I think the only visible signs (if we are talking large scale structures) would be basically tells…oddly shaped hills or formations that are too regular looking. Though the structures would rot away in most cases, I think that the outlines would still be there for things like roads or cities. Certainly if the aliens used satellite imagery and ground penetrating radar or their equivalent tech they would see quite a bit on the 10k time scale. A million years? That’s more problematic, but I’m fairly sure that there would be artifacts, if not large scale structures or the remnants of them on that time scale.

And yes, soft tissue has been found in some dinosaur remains, which indicates that even on very long time scales it’s possible even something as fragile as soft tissue can survive. It would be interesting to see the aliens finding some odd bit of human tech or culture and how they would interpret it.

There is an excellent book on this subject (and relevant to this entire thread) called The Earth After Us: What Humans Will Leave in the Rocks, by geologist Jan Zalasiewicz. The upshot is that, a hundred million years in the future, alien geologists and paleontologists will probably notice a global extinction event, and there’s a decent chance they’ll find evidence of global climate change around this time, but direct evidence of the human species will be chancier.

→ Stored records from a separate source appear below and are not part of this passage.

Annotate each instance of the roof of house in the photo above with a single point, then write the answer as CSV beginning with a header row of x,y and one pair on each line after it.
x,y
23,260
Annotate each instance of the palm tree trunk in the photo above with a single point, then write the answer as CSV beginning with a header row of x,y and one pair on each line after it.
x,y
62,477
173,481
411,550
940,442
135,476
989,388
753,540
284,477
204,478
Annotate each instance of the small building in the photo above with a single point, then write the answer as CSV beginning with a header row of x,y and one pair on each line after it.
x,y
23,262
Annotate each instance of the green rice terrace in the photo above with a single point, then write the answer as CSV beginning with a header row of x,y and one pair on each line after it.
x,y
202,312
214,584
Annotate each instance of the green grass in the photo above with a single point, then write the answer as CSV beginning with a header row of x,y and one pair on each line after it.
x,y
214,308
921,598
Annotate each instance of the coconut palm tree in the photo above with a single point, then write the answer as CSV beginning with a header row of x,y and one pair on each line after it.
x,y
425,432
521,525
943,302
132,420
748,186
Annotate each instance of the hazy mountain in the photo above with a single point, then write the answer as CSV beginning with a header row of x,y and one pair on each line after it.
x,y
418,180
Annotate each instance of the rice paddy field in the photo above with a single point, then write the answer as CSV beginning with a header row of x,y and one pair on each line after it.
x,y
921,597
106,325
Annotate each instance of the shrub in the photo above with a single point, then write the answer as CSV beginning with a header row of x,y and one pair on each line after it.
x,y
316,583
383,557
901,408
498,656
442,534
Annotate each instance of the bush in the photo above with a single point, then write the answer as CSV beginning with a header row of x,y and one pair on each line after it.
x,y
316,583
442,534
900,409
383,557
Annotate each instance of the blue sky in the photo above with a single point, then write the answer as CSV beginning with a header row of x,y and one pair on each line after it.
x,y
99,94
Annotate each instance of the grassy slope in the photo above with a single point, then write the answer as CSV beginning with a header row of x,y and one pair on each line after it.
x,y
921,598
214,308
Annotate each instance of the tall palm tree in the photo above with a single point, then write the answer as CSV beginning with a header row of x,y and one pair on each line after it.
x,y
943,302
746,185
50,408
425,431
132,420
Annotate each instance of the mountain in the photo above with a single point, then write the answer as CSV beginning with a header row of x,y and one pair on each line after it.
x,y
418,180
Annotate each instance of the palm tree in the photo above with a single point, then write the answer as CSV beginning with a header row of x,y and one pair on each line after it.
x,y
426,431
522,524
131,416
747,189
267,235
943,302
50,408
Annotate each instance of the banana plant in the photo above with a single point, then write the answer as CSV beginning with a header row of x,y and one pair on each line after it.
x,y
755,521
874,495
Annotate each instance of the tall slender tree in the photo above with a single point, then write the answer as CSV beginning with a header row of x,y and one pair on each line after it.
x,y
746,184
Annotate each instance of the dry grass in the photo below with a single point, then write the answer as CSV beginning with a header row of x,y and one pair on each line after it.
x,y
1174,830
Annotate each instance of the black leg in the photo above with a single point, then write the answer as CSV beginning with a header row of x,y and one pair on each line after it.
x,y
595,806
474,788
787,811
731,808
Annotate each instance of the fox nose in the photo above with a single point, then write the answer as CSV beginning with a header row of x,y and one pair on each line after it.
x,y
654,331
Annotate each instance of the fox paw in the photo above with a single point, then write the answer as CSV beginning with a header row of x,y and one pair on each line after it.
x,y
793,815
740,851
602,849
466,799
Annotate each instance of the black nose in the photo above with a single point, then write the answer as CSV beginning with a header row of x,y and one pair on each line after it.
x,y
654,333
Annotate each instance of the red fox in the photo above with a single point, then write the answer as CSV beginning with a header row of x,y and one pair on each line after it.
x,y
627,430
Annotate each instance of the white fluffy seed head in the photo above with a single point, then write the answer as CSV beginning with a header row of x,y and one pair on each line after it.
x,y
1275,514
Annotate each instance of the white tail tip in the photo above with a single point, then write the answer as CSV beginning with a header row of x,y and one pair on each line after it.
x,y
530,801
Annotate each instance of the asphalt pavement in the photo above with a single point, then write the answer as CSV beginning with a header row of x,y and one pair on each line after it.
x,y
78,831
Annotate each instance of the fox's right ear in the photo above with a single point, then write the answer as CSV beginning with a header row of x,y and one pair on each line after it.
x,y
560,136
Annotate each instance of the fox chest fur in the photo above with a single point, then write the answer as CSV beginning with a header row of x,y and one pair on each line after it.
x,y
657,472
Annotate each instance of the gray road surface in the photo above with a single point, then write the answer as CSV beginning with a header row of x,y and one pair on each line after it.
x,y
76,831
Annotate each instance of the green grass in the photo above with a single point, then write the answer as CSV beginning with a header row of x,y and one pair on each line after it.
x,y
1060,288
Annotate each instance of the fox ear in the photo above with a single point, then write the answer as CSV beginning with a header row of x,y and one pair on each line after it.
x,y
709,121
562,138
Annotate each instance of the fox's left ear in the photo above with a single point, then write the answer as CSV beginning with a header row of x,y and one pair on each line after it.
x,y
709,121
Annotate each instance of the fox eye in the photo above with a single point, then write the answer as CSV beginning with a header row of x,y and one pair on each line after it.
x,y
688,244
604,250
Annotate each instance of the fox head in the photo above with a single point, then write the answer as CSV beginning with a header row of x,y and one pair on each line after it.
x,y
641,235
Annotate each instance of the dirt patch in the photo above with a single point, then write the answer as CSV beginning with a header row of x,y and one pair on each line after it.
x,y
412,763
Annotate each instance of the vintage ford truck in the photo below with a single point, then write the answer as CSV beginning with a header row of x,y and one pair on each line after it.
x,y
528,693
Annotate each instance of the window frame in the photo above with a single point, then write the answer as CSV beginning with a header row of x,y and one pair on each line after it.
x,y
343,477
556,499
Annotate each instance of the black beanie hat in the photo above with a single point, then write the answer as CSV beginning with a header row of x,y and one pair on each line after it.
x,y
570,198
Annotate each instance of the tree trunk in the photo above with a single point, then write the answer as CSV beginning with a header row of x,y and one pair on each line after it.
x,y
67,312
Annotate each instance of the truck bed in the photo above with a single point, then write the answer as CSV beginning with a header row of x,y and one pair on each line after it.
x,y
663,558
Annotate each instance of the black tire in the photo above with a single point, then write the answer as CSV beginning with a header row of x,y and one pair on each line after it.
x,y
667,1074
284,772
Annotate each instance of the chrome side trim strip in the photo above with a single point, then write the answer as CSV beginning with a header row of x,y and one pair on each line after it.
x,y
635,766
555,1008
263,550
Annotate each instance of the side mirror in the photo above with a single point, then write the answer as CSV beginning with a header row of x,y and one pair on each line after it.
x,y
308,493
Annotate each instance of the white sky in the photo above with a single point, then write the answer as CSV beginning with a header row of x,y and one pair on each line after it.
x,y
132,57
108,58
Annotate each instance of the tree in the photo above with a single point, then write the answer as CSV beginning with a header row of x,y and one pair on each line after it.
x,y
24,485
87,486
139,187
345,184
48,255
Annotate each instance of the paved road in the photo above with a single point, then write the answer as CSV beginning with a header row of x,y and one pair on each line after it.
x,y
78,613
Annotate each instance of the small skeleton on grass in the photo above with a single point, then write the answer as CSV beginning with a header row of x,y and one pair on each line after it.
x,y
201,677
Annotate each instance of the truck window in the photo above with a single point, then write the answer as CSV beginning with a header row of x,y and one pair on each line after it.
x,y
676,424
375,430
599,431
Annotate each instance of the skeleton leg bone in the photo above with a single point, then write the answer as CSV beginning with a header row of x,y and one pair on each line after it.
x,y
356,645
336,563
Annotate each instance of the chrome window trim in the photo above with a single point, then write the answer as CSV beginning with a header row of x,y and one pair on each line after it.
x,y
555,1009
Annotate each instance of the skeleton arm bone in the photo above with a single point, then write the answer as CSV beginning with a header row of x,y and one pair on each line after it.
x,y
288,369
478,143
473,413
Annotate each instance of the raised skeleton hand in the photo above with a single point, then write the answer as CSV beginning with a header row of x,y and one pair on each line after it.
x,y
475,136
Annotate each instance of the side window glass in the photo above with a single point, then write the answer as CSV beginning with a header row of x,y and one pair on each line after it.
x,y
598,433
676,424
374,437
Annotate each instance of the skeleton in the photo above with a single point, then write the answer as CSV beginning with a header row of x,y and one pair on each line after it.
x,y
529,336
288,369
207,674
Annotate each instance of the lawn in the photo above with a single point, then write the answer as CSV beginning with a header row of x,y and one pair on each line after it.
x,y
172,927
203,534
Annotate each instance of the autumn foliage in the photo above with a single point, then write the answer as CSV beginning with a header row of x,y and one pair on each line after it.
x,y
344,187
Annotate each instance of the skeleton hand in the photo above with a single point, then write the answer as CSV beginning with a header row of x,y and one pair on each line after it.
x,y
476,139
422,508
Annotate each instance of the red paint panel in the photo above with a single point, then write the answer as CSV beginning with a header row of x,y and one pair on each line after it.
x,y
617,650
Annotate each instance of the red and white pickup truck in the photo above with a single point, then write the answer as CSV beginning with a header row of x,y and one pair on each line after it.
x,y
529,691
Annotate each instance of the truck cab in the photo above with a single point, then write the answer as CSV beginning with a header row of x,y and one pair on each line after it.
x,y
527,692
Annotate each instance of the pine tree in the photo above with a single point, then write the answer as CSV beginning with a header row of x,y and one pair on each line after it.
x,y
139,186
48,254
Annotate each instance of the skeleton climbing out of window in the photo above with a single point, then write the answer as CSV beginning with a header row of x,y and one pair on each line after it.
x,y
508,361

It comes down to how most tectonic surfaces are treadmills of generation and destruction. If they’re above the water line, they erode. If they’re below the water line, most of them eventually get melted in a subduction zone.

It turns out the best chance for physical preservation of human artifacts would be cities near the mouth of a large river with lots of sediment discharge at a tectonically quiet (for now) continental margin – the author mentions New Orleans – but even then, many needles have to be thread for long-term preservation, then uplifting, and then partial exposure through erosion.

One good candidate for survival is stone tools- handaxes and so on. They have survived a couple of million years already; they should survive a bit longer. Similar artifacts might survive, perhaps in slightly worse condition- obsidian letter-openers, coke bottles, microscope lenses…

There would also be a wave of simultaneous appearances of invasive species in regions distant from their previous habitats – a sufficiently extensive pattern of that (if enough of them survive long-term) would point to a global civilization.

For a humorous take on that: http://www.amazon.com/Motel-Mysteries-David-Macaulay/dp/0395284252/ref=sr_1_1?s=books&ie=UTF8&qid=1452475678&sr=1-1&keywords=motel+mysteries

Yes, absolutely…the author also focuses on this, and I should have mentioned it.

Great cite! From the author of the classics “Castle,” “Pyramid,” etc.

Since reading that as a kid, I’ve often thought about using my toilet seat for ornamental headgear.

LOL. And I’m sure you’d look fabulous in it.

Too bad we’ve been opening up our own landfills. You said dessert landfill and I immediately thought of those Atari E.T - The Extraterrestrial game cartridges and what our alien friends would think of those if we didn’t dig them up.

That was a desert landfill. A dessert landfill would be much sweeter.

There’s a chocolate chip cookie landfill not far from here. Now if only it would rain milk…

There are loads more down there–the dig only brought up a fraction of what was dumped. However, most of the cartridges are not, in fact, E.T. games. They were unplayable though.